By Bradley S. Dornish
Recently, I attended the National REIA Mid-Year Leadership Conference in Atlanta. While there, I had the opportunity to network with Charles Tassell, National REIA’s Chief Operating Officer and Director of Government Affairs, and with Jeff Watson, who leads the Distressed Property Coalition and is Nations REIA’s representative to the Seller Finance Coalition. (For those who don’t remember, ACRE is the Southwestern Pennsylvania Chapter of National REIA and we contribute over $5,000.00 per year from your ACRE dues to National REIA to support its operations).
The most exciting news to come out of this year’s Mid-Year Conference is that HR-5301 had gotten broad bi-partisan support from liberal and conservative members of Congress, and is not opposed by the National Association of Realtors. This means HR-5301 has a great chance of passing, even in an election year.
So, why should you as a real estate investor care about this? Because not too long ago, buying and renovating single family homes and selling them to consumers with seller financing was an important part of many investors’ businesses, as well as a great way to improve the housing stock in U.S. cities, provide more jobs in the rehab construction industry and provide clean, safe, affordable homes to consumers who wanted to own, not rent.

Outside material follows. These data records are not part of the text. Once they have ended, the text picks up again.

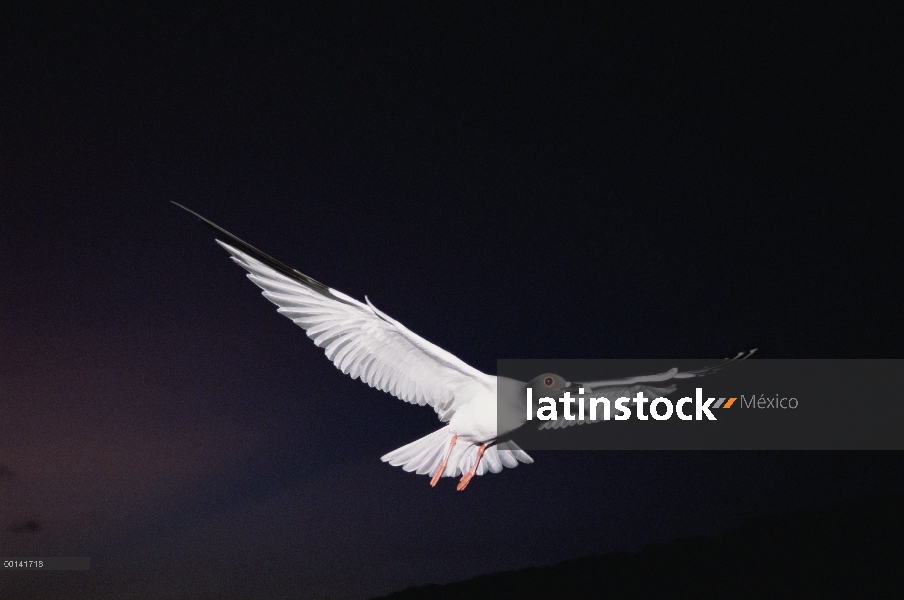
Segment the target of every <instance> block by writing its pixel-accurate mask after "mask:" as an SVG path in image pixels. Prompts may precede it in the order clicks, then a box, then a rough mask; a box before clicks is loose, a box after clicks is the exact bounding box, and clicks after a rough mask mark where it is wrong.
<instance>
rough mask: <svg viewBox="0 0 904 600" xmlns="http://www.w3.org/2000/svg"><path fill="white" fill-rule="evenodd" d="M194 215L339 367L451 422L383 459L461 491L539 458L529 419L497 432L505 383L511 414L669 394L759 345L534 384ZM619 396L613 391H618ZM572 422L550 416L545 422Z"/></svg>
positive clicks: (235, 259)
mask: <svg viewBox="0 0 904 600" xmlns="http://www.w3.org/2000/svg"><path fill="white" fill-rule="evenodd" d="M173 204H176V206H178V207H179V208H182V209H184V210H186V211H188V212H190V213H191V214H193V215H195V216H196V217H198V218H199V219H201V221H203V222H204V223H205V224H206V225H207V226H208V227H210V228H211V229H212V230H213V231H214V233H215V234H216V238H217V243H218V244H220V245H221V246H222V247H223V248H225V249H226V250H227V251H228V252H229V253H230V254H231V255H232V260H234V261H235V262H236V263H237V264H238V265H239V266H241V267H242V268H244V269H245V270H246V271H248V278H249V279H251V281H253V282H254V283H255V284H257V285H258V286H259V287H260V288H261V289H263V290H264V291H263V295H264V297H265V298H267V299H268V300H270V301H271V302H273V303H274V304H276V305H277V306H278V307H279V309H278V310H279V312H280V313H282V314H284V315H286V316H287V317H289V318H290V319H292V321H294V322H295V324H296V325H298V326H299V327H301V328H302V329H304V330H305V331H306V332H307V334H308V337H310V338H311V339H312V340H313V341H314V343H315V344H317V345H318V346H320V347H321V348H323V349H324V350H325V352H326V356H327V358H329V359H330V360H331V361H332V362H333V364H334V365H336V367H338V368H339V370H341V371H342V372H343V373H346V374H347V375H350V376H351V377H352V378H353V379H361V381H363V382H364V383H366V384H368V385H369V386H371V387H375V388H378V389H380V390H382V391H384V392H389V393H390V394H392V395H393V396H396V397H397V398H400V399H402V400H405V401H406V402H410V403H412V404H419V405H421V406H424V405H425V404H429V405H430V406H432V407H433V409H434V410H435V411H436V413H437V415H438V416H439V420H440V421H442V422H443V423H446V425H445V426H444V427H442V428H440V429H438V430H437V431H434V432H433V433H431V434H429V435H426V436H424V437H422V438H420V439H418V440H415V441H413V442H411V443H410V444H407V445H405V446H402V447H401V448H398V449H397V450H393V451H392V452H390V453H388V454H386V455H385V456H383V457H382V460H383V461H384V462H388V463H389V464H391V465H393V466H397V467H402V468H403V469H404V470H406V471H414V472H416V473H417V474H419V475H432V476H433V478H432V479H431V480H430V485H431V486H435V485H436V484H437V482H438V481H439V479H440V477H457V476H458V475H462V478H461V480H460V481H459V483H458V486H457V489H458V490H459V491H461V490H464V489H465V488H466V487H467V486H468V483H469V482H470V481H471V479H472V478H473V477H474V476H475V475H483V474H484V473H486V472H487V471H489V472H491V473H498V472H500V471H502V468H503V467H509V468H512V467H516V466H518V463H519V462H522V463H526V464H530V463H532V462H534V461H533V459H532V458H531V457H530V456H529V455H528V454H527V453H526V452H525V451H524V450H522V449H521V448H519V447H518V446H517V445H516V444H515V443H514V442H513V441H512V440H511V439H509V438H508V437H506V436H507V434H509V433H511V432H512V431H514V430H515V429H517V427H519V426H520V425H523V424H524V423H526V422H527V421H526V418H524V417H520V418H518V417H516V418H514V419H506V420H505V421H506V423H507V425H506V426H505V427H504V430H502V431H500V430H498V429H497V418H496V417H497V387H498V388H499V391H501V394H499V397H500V398H502V399H503V400H502V401H503V402H506V403H510V407H511V408H512V409H516V408H517V411H515V410H513V411H512V412H513V413H515V412H516V414H517V415H519V416H521V415H525V411H524V402H525V398H526V389H527V387H531V388H532V389H533V392H534V394H533V395H534V397H535V398H539V397H540V396H541V395H549V393H550V392H559V391H562V392H564V391H571V392H575V393H577V392H578V389H579V386H580V387H583V388H585V391H586V393H591V392H592V393H594V394H600V395H604V394H605V395H607V397H616V395H619V396H629V397H630V396H631V395H633V394H636V393H637V392H644V393H647V394H656V395H664V394H667V393H669V392H671V391H673V390H674V386H671V387H666V388H662V387H653V386H649V385H646V384H647V383H661V382H664V381H668V380H673V379H683V378H689V377H700V376H703V375H707V374H710V373H714V372H716V371H718V370H721V369H722V368H724V367H725V366H727V365H728V364H730V363H732V362H734V361H735V360H738V359H743V358H747V357H748V356H750V354H752V353H753V352H754V351H753V350H752V351H751V352H749V353H747V354H746V356H744V353H743V352H742V353H740V354H738V355H737V356H736V357H734V358H733V359H730V360H726V361H724V362H722V363H720V364H718V365H714V366H712V367H707V368H704V369H699V370H696V371H686V372H680V373H679V372H678V370H677V369H672V370H670V371H667V372H665V373H660V374H658V375H648V376H641V377H630V378H625V379H617V380H607V381H594V382H584V383H571V382H569V381H566V380H565V379H564V378H563V377H561V376H559V375H556V374H553V373H544V374H543V375H539V376H538V377H536V378H534V379H532V380H531V381H529V382H526V383H525V382H521V381H516V380H514V379H508V378H506V377H497V376H493V375H487V374H486V373H481V372H480V371H478V370H477V369H475V368H474V367H471V366H470V365H468V364H466V363H465V362H463V361H462V360H460V359H459V358H458V357H456V356H454V355H452V354H451V353H449V352H446V351H445V350H443V349H442V348H440V347H439V346H436V345H434V344H431V343H430V342H428V341H427V340H425V339H424V338H422V337H420V336H419V335H417V334H415V333H413V332H412V331H410V330H409V329H408V328H406V327H405V326H404V325H402V324H401V323H399V322H398V321H396V320H395V319H393V318H391V317H390V316H388V315H387V314H385V313H383V312H381V311H380V310H378V309H377V308H376V307H375V306H374V305H373V304H371V302H370V300H368V299H367V297H366V296H365V298H364V299H365V303H362V302H359V301H358V300H355V299H354V298H351V297H350V296H347V295H345V294H343V293H342V292H340V291H338V290H334V289H333V288H330V287H327V286H325V285H323V284H322V283H320V282H319V281H316V280H314V279H312V278H310V277H308V276H307V275H304V274H303V273H300V272H298V271H296V270H295V269H292V268H291V267H288V266H286V265H284V264H283V263H281V262H279V261H278V260H276V259H274V258H272V257H270V256H268V255H266V254H264V253H263V252H261V251H260V250H258V249H256V248H254V247H253V246H251V245H249V244H247V243H245V242H243V241H242V240H240V239H239V238H237V237H235V236H234V235H232V234H231V233H229V232H227V231H226V230H224V229H222V228H221V227H219V226H218V225H216V224H214V223H212V222H210V221H208V220H207V219H205V218H204V217H202V216H201V215H199V214H198V213H196V212H194V211H192V210H190V209H188V208H185V207H184V206H182V205H181V204H177V203H175V202H173ZM610 394H612V395H610ZM567 424H569V423H564V422H563V423H554V422H549V423H547V424H545V425H546V427H557V426H563V425H567Z"/></svg>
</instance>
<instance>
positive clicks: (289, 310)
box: [217, 240, 493, 421]
mask: <svg viewBox="0 0 904 600" xmlns="http://www.w3.org/2000/svg"><path fill="white" fill-rule="evenodd" d="M217 243H218V244H220V245H221V246H222V247H223V248H225V249H226V250H227V251H228V252H229V253H230V254H231V255H232V260H234V261H235V262H236V263H237V264H238V265H239V266H241V267H242V268H244V269H245V270H247V271H248V273H249V274H248V278H249V279H251V281H253V282H254V283H255V284H257V286H258V287H260V288H261V289H262V290H264V291H263V295H264V297H265V298H267V299H268V300H270V301H271V302H273V303H274V304H276V305H277V306H278V307H279V312H280V313H282V314H284V315H286V316H287V317H289V318H290V319H292V321H294V322H295V324H297V325H298V326H299V327H301V328H302V329H304V330H305V331H306V332H307V334H308V337H310V338H311V339H312V340H313V341H314V343H315V344H317V345H318V346H320V347H321V348H323V349H324V351H325V352H326V356H327V358H329V359H330V360H331V361H332V362H333V364H334V365H336V367H337V368H339V369H340V370H341V371H342V372H343V373H346V374H348V375H349V376H351V377H352V378H353V379H361V381H363V382H365V383H366V384H368V385H370V386H371V387H375V388H377V389H380V390H383V391H384V392H389V393H390V394H392V395H393V396H396V397H397V398H400V399H402V400H405V401H406V402H411V403H412V404H420V405H421V406H423V405H425V404H429V405H430V406H432V407H433V408H434V410H436V412H437V414H438V415H439V418H440V420H442V421H448V420H449V419H451V418H452V415H454V414H455V411H456V409H457V408H458V407H459V406H461V405H462V404H464V403H467V402H468V401H469V400H470V399H471V396H470V394H466V393H464V392H465V390H466V389H467V388H468V387H470V386H472V385H473V384H474V383H475V381H477V382H480V383H482V384H483V385H487V386H492V383H493V378H492V377H490V376H489V375H486V374H484V373H481V372H480V371H478V370H477V369H475V368H473V367H471V366H470V365H468V364H466V363H465V362H463V361H462V360H460V359H459V358H457V357H456V356H454V355H453V354H451V353H449V352H447V351H445V350H443V349H442V348H440V347H438V346H436V345H434V344H431V343H430V342H428V341H427V340H425V339H423V338H421V337H420V336H418V335H417V334H415V333H413V332H412V331H410V330H409V329H408V328H406V327H405V326H404V325H402V324H401V323H399V322H398V321H396V320H394V319H392V318H391V317H389V316H388V315H386V314H384V313H383V312H381V311H380V310H378V309H377V308H376V307H375V306H374V305H373V304H371V303H370V301H369V300H367V304H364V303H362V302H359V301H357V300H355V299H354V298H351V297H350V296H347V295H345V294H343V293H342V292H340V291H338V290H334V289H332V288H326V289H327V290H328V293H324V292H323V291H322V290H319V289H317V288H315V287H312V286H309V285H306V284H305V283H302V282H301V281H297V280H295V279H292V278H289V277H287V276H285V275H283V274H282V273H280V272H278V271H276V270H275V269H273V268H271V267H270V266H268V265H265V264H264V263H263V262H261V261H259V260H257V259H255V258H253V257H252V256H250V255H249V254H247V253H245V252H243V251H242V250H239V249H238V248H235V247H233V246H231V245H229V244H227V243H225V242H223V241H221V240H217ZM365 300H366V298H365Z"/></svg>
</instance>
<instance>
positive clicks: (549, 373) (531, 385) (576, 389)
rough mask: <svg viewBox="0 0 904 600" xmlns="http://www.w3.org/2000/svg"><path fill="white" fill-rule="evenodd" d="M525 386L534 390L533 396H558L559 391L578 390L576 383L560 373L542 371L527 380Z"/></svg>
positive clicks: (564, 391) (569, 390) (538, 396)
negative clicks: (540, 374) (553, 372)
mask: <svg viewBox="0 0 904 600" xmlns="http://www.w3.org/2000/svg"><path fill="white" fill-rule="evenodd" d="M527 387H529V388H531V389H533V390H534V398H542V397H544V396H550V395H553V396H555V397H558V395H559V392H573V393H575V394H576V393H577V392H578V384H576V383H575V384H573V383H571V382H570V381H568V380H567V379H565V378H564V377H562V376H561V375H556V374H555V373H544V374H542V375H538V376H537V377H534V378H533V379H531V380H530V381H528V382H527Z"/></svg>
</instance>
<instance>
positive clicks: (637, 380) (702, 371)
mask: <svg viewBox="0 0 904 600" xmlns="http://www.w3.org/2000/svg"><path fill="white" fill-rule="evenodd" d="M756 351H757V349H756V348H754V349H753V350H751V351H750V352H738V353H737V355H736V356H735V357H734V358H726V359H724V360H723V361H722V362H720V363H717V364H715V365H710V366H708V367H703V368H702V369H695V370H693V371H682V372H680V373H679V372H678V369H676V368H673V369H669V370H668V371H666V372H665V373H659V374H658V375H641V376H639V377H624V378H622V379H606V380H602V381H582V382H580V383H579V385H582V386H584V388H586V389H587V390H593V391H594V393H596V392H597V391H598V389H599V388H603V387H612V386H618V385H632V384H635V383H654V382H661V381H668V380H670V379H690V378H691V377H705V376H706V375H713V374H715V373H718V372H719V371H721V370H723V369H725V368H727V367H730V366H731V365H733V364H734V363H735V362H737V361H739V360H744V359H747V358H750V356H751V355H752V354H753V353H754V352H756Z"/></svg>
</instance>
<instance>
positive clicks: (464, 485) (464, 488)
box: [455, 444, 487, 492]
mask: <svg viewBox="0 0 904 600" xmlns="http://www.w3.org/2000/svg"><path fill="white" fill-rule="evenodd" d="M486 449H487V445H486V444H483V445H482V446H481V447H480V450H478V451H477V460H475V461H474V466H473V467H471V470H470V471H468V472H467V473H465V476H464V477H462V478H461V481H459V482H458V487H456V488H455V489H457V490H458V491H459V492H460V491H462V490H464V489H465V488H466V487H468V484H469V483H471V480H472V479H474V475H475V474H476V473H477V465H479V464H480V458H481V457H482V456H483V453H484V451H485V450H486Z"/></svg>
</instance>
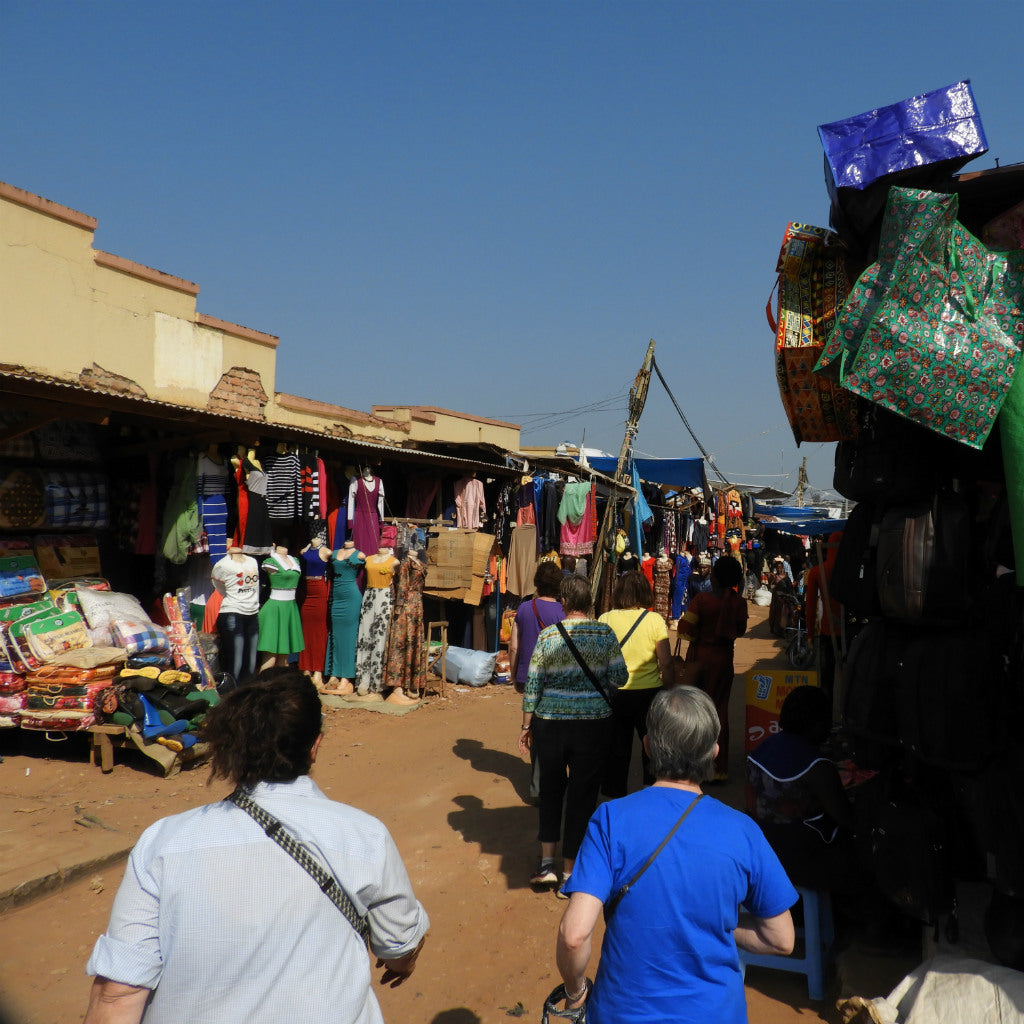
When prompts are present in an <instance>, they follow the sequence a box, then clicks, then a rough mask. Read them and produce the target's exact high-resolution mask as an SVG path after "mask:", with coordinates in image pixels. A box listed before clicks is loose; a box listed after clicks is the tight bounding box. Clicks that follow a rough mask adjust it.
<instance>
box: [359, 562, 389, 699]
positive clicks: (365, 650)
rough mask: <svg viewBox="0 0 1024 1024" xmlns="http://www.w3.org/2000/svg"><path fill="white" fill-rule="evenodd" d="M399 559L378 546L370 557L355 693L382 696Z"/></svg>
mask: <svg viewBox="0 0 1024 1024" xmlns="http://www.w3.org/2000/svg"><path fill="white" fill-rule="evenodd" d="M397 566H398V559H397V558H395V557H394V555H392V554H391V551H390V549H389V548H384V547H381V548H378V549H377V554H376V555H371V556H370V557H369V558H368V559H367V589H366V590H365V591H364V592H362V604H361V606H360V608H359V631H358V635H357V637H356V641H355V694H354V695H355V696H357V697H361V698H365V699H369V700H381V699H383V694H382V690H383V688H384V660H385V657H386V656H387V637H388V629H389V628H390V625H391V608H392V606H393V604H394V597H393V592H392V588H391V584H392V581H393V580H394V570H395V569H396V568H397Z"/></svg>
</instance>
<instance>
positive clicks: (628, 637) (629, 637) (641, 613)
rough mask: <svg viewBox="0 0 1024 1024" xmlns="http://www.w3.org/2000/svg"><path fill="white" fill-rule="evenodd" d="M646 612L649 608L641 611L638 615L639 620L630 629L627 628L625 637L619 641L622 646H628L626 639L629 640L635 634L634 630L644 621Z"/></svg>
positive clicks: (637, 620)
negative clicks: (642, 610) (634, 632)
mask: <svg viewBox="0 0 1024 1024" xmlns="http://www.w3.org/2000/svg"><path fill="white" fill-rule="evenodd" d="M646 614H647V609H646V608H644V609H643V611H641V612H640V614H639V615H637V621H636V622H635V623H634V624H633V625H632V626H631V627H630V628H629V630H627V632H626V636H624V637H623V639H622V640H620V641H618V646H620V647H625V646H626V641H627V640H629V638H630V637H631V636H633V631H634V630H635V629H636V628H637V627H638V626H639V625H640V624H641V623H642V622H643V620H644V615H646Z"/></svg>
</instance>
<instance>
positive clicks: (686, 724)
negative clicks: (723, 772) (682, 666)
mask: <svg viewBox="0 0 1024 1024" xmlns="http://www.w3.org/2000/svg"><path fill="white" fill-rule="evenodd" d="M721 728H722V726H721V723H720V722H719V719H718V712H717V711H715V702H714V701H713V700H712V698H711V697H710V696H708V694H707V693H705V691H703V690H698V689H697V688H696V687H695V686H673V687H671V688H669V689H665V690H662V691H660V692H659V693H658V694H657V696H655V697H654V699H653V701H652V702H651V706H650V710H649V711H648V712H647V741H648V743H649V745H650V768H651V771H652V772H653V773H654V777H655V778H664V779H669V780H671V781H673V782H696V783H697V784H699V783H700V782H705V781H707V780H708V779H709V778H711V777H712V775H713V774H714V768H715V744H716V743H717V742H718V734H719V732H720V731H721Z"/></svg>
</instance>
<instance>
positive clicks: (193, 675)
mask: <svg viewBox="0 0 1024 1024" xmlns="http://www.w3.org/2000/svg"><path fill="white" fill-rule="evenodd" d="M168 602H173V603H174V605H175V609H176V613H175V616H174V621H173V622H172V623H171V626H170V627H169V628H168V629H165V628H164V627H163V626H160V625H158V624H157V623H154V622H153V621H152V618H151V617H150V615H148V614H146V612H145V610H144V609H143V608H142V605H141V604H140V603H139V601H138V600H137V599H136V598H134V597H132V596H131V595H129V594H120V593H115V592H112V591H111V589H110V585H109V584H108V583H106V582H105V581H104V580H100V579H88V580H77V581H71V582H67V583H61V584H60V585H59V586H57V587H54V588H53V589H49V588H48V587H47V585H46V581H45V580H44V579H43V575H42V573H41V571H40V569H39V565H38V563H37V562H36V559H35V557H34V555H33V554H32V553H30V552H8V553H5V554H4V555H3V556H2V557H0V727H2V726H6V727H19V728H23V729H36V730H41V731H45V732H60V733H63V732H76V731H80V730H83V729H88V728H89V727H90V726H92V725H95V724H96V723H99V722H112V723H115V724H119V725H123V726H125V727H126V728H132V729H137V730H138V731H139V732H140V733H141V735H142V737H143V739H144V740H145V741H146V742H150V741H155V742H161V743H164V744H165V745H167V746H171V748H172V749H174V750H176V751H180V750H182V749H184V748H187V746H191V745H194V744H195V743H196V734H195V728H196V726H197V725H198V724H199V722H200V721H201V720H202V718H203V715H204V714H205V713H206V712H207V711H208V710H209V708H210V707H211V705H212V703H216V702H217V700H218V696H217V691H216V688H215V686H214V683H213V679H212V676H211V675H210V673H209V669H208V668H207V666H206V664H205V660H203V659H202V658H201V657H200V659H199V660H197V657H196V653H195V649H194V648H195V635H196V634H195V629H194V628H193V627H191V624H190V623H189V622H188V621H187V620H186V618H183V616H182V613H181V611H180V604H179V602H178V601H177V599H176V598H174V597H169V598H168V599H167V601H166V602H165V606H166V605H167V603H168Z"/></svg>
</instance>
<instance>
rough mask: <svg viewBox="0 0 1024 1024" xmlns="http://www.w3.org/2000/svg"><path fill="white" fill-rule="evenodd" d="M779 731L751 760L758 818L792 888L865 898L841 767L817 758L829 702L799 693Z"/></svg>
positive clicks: (746, 759)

When the SAFE Act, Dodd-Frank Act became law, investors were limited first, to no more than five, and then to no more than three, seller financed loans to consumers per year. Even more restrictive, the Dodd-Frank regulations imposed the same burdens on investors to verify consumer credit and income from third party sources and properly calculate each consumer’s ability to repay which it imposed on big banks like Bank of America, Wells-Fargo and Chase. And if that weren’t enough, seller financed loans from mom and pop real estate investors were subject to the same voluminous and strict scrutiny of the Consumer Finance Protection Bureau in Washington, D.C.
Over the past few years this led me to advise my client investors to not finance to consumers – PERIOID. You could still buy, renovate and rent properties, and even give tenants the option to buy (with financing they could get from a bank or mortgage lender). But a seller financed mortgage or installment land contract was just too risky for most sellers under these laws. Because of this advice, some gurus even said I was unfriendly to investors, which is ironic since real estate investors are the bulk of my clientele.
In the wake of these onerous laws and regulations, National REIA became the largest member of the Seller Finance Coalition and helped to craft and supported what has now become HR-5301, The Seller Finance Enhancement Act. HR-5301 was introduced in the House in May and is now in review by the House Committee on Financial Services, a standing committee on which Pennsylvania representatives Keith Rothfus and Michael Fitzpatrick sit as members.
What does HR-5301 actually say or do for us if it passes and becomes law? You can read the whole text at Congress.gov, searching under bills, or see the link on our ACRE website. No need to fear, it is not a whole book like Dodd-Frank or Obama Care. It is only four short pages.
The short summary is that it EXEMPTS sellers of real estate who provide seller financing on up to 24 properties, in a 12 month period, to consumer borrowers by mortgage loans or equivalent (i.e. installment land contracts) from the Loan Originator Licensing and Registration requirements of the SAFE Act (12 U.S.C. §5103), and from the debt to income ratio restrictions of the Dodd-Frank Act (15 U.S.C. §1693c (b)(2)(A).
Twenty four seller financed loans per year, including first mortgages, second mortgages and installment land contracts is enough for almost any small real estate investor to get back to improving our cities’ housing stock, providing clean, safe housing for consumers to own, and making some long term interest on these transactions to help secure and stabilize our own financial futures.